Rick and I found this very colorful and artsy spider in the backyard yesterday afternoon. She is a Banded Garden Spider, but we just call her Spiderlady. She is formidable looking, but don't be afraid--she eats tons of insects and is harmless to humans. The first time I ever noticed one of these spiders was in 1990...the first autumn in our first house. That spider had spun a huge orbed web between two beautiful Chrysanthemum plants. It was also September, and I remember it very clearly because she gave me quite a fright--the kind of fright that causes the creep-out meter to run high, thus branding the image in your brain forever. Her bright yellow and black striped body was so well camouflaged I didn't see her until I was eye level and only about four inches from her abdomen. Yikes! I backed away quickly (I was on my knees planting something in a garden bed), but immediately came back to study her. I was amazed at her vibrant yellow color and the red spinnerets on her abdomen. I had no idea what kind of spider she was because I knew nothing about spiders, but I remember "red on the abdomen can't be good" went through my mind. Way back then the Internet wasn't quite as bloggy as it is today, so I couldn't just hop on and type "Ohio spider with a yellow, black and white striped body" in Google, but I did have a National Audubon Society Field Guide to Insects and Spiders (1980) and found the Black and Yellow Argiope (Argiope aurantia) looked a lot like our spider. After hopping around on the Internet today, I think Spiderlady is a cousin of that first spider and is a Banded Garden Spider (Argiope trifasciata).

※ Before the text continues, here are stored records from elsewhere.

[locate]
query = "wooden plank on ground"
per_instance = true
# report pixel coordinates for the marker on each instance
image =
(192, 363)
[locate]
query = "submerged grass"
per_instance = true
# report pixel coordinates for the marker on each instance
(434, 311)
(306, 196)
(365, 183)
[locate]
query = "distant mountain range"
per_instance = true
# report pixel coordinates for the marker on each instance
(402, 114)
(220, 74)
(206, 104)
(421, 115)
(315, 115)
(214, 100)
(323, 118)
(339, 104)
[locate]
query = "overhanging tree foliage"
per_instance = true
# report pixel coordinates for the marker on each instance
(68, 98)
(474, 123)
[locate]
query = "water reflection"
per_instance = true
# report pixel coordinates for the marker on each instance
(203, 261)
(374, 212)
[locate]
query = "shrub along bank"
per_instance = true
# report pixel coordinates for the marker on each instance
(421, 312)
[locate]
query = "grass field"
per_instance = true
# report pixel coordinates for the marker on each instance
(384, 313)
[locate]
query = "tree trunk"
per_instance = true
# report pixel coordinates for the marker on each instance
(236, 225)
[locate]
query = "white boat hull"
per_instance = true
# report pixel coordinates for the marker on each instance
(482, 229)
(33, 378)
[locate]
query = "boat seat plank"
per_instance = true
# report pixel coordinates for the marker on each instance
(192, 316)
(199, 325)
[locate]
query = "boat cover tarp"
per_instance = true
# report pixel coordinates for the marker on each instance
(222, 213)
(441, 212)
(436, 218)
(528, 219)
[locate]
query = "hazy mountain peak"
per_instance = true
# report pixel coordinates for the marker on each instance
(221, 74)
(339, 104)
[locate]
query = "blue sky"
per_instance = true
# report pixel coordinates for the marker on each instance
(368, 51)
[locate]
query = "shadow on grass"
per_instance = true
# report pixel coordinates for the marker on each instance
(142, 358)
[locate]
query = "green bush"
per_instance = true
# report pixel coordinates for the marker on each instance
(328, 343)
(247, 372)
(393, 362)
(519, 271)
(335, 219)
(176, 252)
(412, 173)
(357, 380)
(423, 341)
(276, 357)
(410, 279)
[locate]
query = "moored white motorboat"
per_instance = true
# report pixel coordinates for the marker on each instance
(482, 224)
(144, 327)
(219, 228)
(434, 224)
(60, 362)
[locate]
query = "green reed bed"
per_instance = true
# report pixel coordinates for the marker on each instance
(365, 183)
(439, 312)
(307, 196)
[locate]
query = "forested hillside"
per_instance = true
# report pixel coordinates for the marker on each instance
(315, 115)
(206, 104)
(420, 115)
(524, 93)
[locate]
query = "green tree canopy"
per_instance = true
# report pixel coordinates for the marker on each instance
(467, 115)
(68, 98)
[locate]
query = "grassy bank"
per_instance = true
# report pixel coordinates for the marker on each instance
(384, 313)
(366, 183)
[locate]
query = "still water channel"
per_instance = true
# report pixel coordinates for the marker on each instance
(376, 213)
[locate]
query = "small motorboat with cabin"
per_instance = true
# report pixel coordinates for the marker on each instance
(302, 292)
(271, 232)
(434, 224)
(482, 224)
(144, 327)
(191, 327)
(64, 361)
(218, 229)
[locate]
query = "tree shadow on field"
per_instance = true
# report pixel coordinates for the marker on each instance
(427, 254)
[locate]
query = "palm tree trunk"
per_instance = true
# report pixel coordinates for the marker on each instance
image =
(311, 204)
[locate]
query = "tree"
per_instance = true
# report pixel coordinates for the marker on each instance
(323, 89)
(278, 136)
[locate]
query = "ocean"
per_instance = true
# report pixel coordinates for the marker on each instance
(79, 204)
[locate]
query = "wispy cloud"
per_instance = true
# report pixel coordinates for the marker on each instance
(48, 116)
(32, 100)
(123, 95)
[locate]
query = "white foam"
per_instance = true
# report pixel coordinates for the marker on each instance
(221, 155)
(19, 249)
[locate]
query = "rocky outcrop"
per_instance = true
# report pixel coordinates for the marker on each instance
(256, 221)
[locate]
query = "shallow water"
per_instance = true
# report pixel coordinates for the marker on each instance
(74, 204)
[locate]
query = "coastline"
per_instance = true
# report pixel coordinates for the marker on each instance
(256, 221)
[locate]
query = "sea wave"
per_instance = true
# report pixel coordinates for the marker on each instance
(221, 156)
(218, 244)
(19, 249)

Hanging upside down, this female Banded Garden Spider is eye-catching--but only if you "see" her. I was standing about 4 feet from her web for a while before she finally materialized. The broken black bands of bright yellow, black and white on her abdomen are classic camouflage, and they really work.
She really is an artsy little spider with beautiful markings, although little is probably not the right word. She's pretty big. The male is significantly smaller and not nearly as pretty.
...and let's go in for a close-up. She looks velvety soft and furry, but I don't think "cuddly" is going to come out of anyone's mouth!
Spiderlady takes the usual form of an X so that it looks like she has only four legs. You can also see the beginning of typical web decorations called stabilimenta.
I just went out to check on our Spiderlady and she's still there. I hope she stays around for a while. It would be cool to capture her spinning her prey up in silk.